Payers move deeper into TPA model, according to poll

By Theresa Flaherty, Managing Editor
Updated 1:21 PM CDT, Fri May 1, 2026
YARMOUTH, Maine – The accelerating shift to third‑party administrators (TPAs) appears to be gaining steam: Ninety‑two percent of respondents to a recent HME Newspoll say payers are already using or transitioning to this model, and most of the rest expect it within a year.
“I think this has the potential to be very disruptive and negative for small DMEs,” wrote one respondent. “The TPAs don’t seem interested in engaging suppliers of our size that have a personal touch to patient care. Patient satisfaction and outcomes have nowhere to go but down under that type of arrangement.”
UnitedHealthcare currently has four major contracts with Synapse Health to manage DME products and services.
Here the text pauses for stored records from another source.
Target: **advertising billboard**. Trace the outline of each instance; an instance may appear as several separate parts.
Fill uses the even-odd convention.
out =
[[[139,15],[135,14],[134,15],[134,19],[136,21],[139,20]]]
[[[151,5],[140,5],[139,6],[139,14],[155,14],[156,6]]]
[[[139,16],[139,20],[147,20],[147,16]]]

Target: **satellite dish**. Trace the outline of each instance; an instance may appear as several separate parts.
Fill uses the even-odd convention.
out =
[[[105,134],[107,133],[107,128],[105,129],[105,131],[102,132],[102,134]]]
Blue Cross Blue Shield of Tennessee and Molina Health have also recently inked deals with CareCentrix to use its DME Navigator ordering platform.
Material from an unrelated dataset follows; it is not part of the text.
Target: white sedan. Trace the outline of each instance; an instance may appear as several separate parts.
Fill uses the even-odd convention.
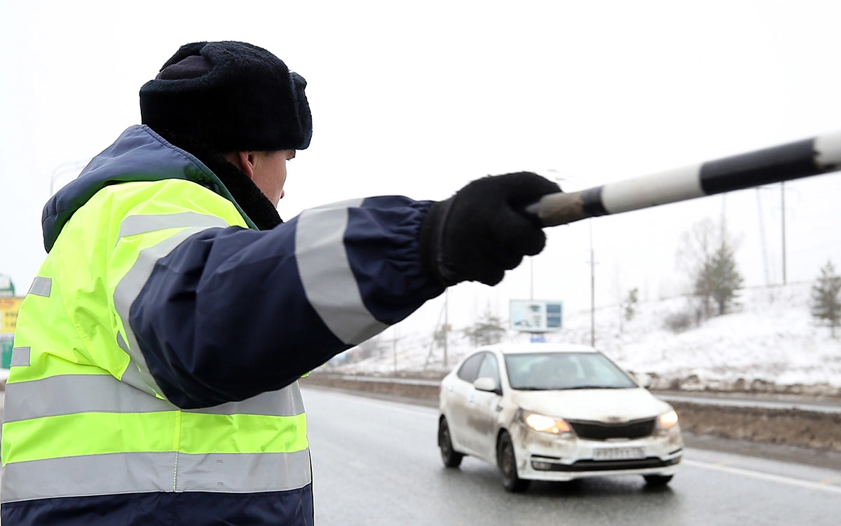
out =
[[[480,348],[442,380],[439,409],[444,465],[464,455],[496,465],[510,491],[632,474],[663,486],[683,454],[672,406],[583,345]]]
Fees squeeze provider margins
When payers turn to a TPA to manage DME products and services, it can mean lower reimbursement and new – and sometimes costly – process and requirements. That has a big impact on revenue and margins, say 50% of respondents.
“The rates are not sustainable but then they (also) want you to pay to receive the order – this adds about $14-$15 to the cost of the order,” wrote one respondent.
Barrier disrupts communication
Also frustrating: TPA models can add a layer between providers and patients, say respondents.
“UnitedHealthcare using Synapse has removed us from being able to discuss (out-of-pocket costs) with patients and offer copay support,” wrote one respondent. “It has added an extra layer of work for the patient who now has to call Synapse to get OOP and often causes confusion. As I am sure is UHC's hope, more patients are declining equipment setup.”
Automation undercuts appeal
Respondents say that as ordering processes become increasingly automated on a provider level, the administrative efficiencies promoted by TPAs are no longer as critical as they once were.
“With today’s technology like electronic records and real time billing, much of that can be done more efficiently without a middleman,” wrote one respondent. “Administrative costs in U.S. health care make up about 25% to 30% of total spending. They also add excessive, unnecessary processes that tie up time, delay care through approvals, and ultimately provide minimal cost savings.”